Where he also sees creative green space is in Gut’s ability to adapt to the changing landscape of advertising and marketing. Ramos also contends that access to the right people makes a difference for brands.
“Things change every six months,” he said. “As an independent, you can adapt faster to that. Additionally, clients like to deal with the founder and see that they really care about their businesses as much as they care about the creative idea. They feel that commitment and like that one-to-one relationship.”
Advice from the crowd
Usually, when leaders like Ramos take the stage, they are often doling out advice and wisdom. In this case, the assembled WPI partner agencies from around the world saw an opportunity to weigh in with their own advice, something that Ramos craves.
“I want to learn from all of you,” he said.
Advice ranged for the practical (think about a regional bank instead of a big one) to strategic (make reconciling invoices easy) to the epic, from Charlie Tombras, founder of Tombras Group.

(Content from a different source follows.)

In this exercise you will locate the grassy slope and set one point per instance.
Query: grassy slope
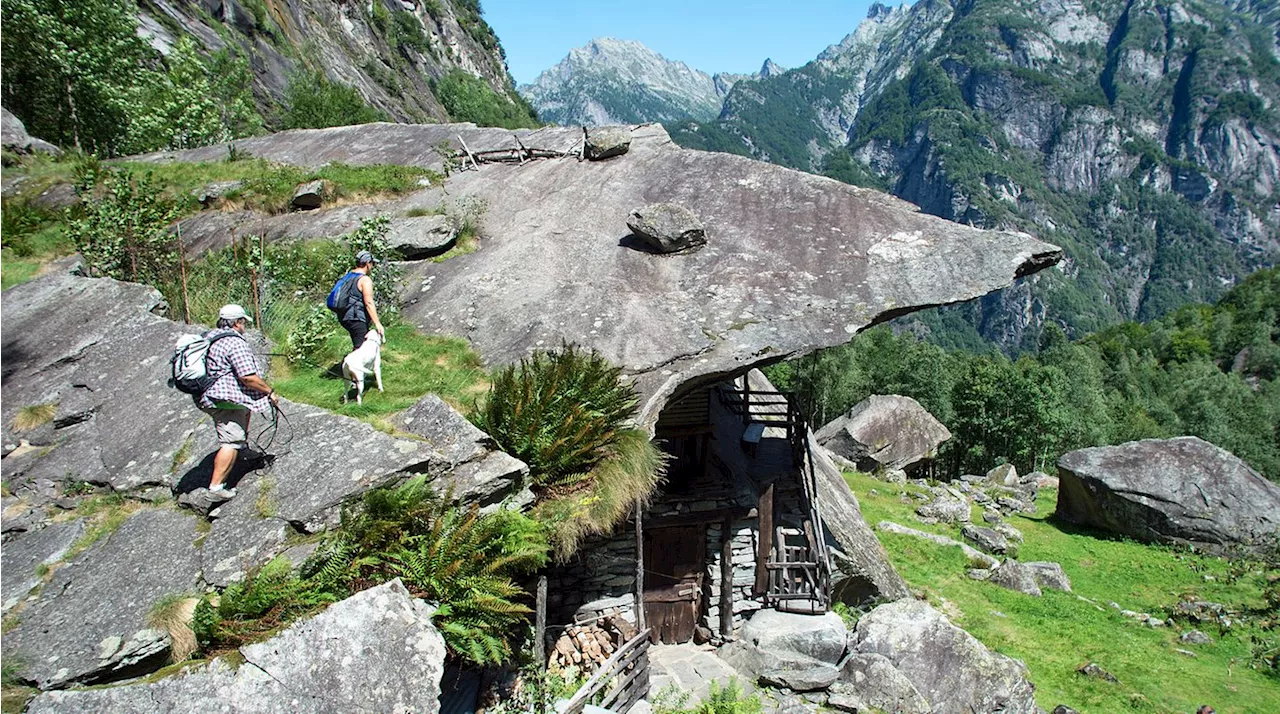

“I’ve been in this for 52 years,” he said. “As long as you're passionate and every day is fun, just keep doing it and have the confidence that what you're doing is the right thing and you're going to succeed — and you will.”
For his part, Ramos is confident — and also not keen to sell. He also understands that, even though he is building a business, he is now part of a new, welcoming and supportive group.
“I hope that we can contribute with showing that it’s possible to do great work by being independent,” he said. “When I think of the agencies I admired from the past, they were all independent. Wieden+Kennedy, Droga5 — 72andSunny and Crispin before they were acquired. They are always driving the best work and I think, historically, if you think about the work in the industry, historically, it’s always been about independent agencies.”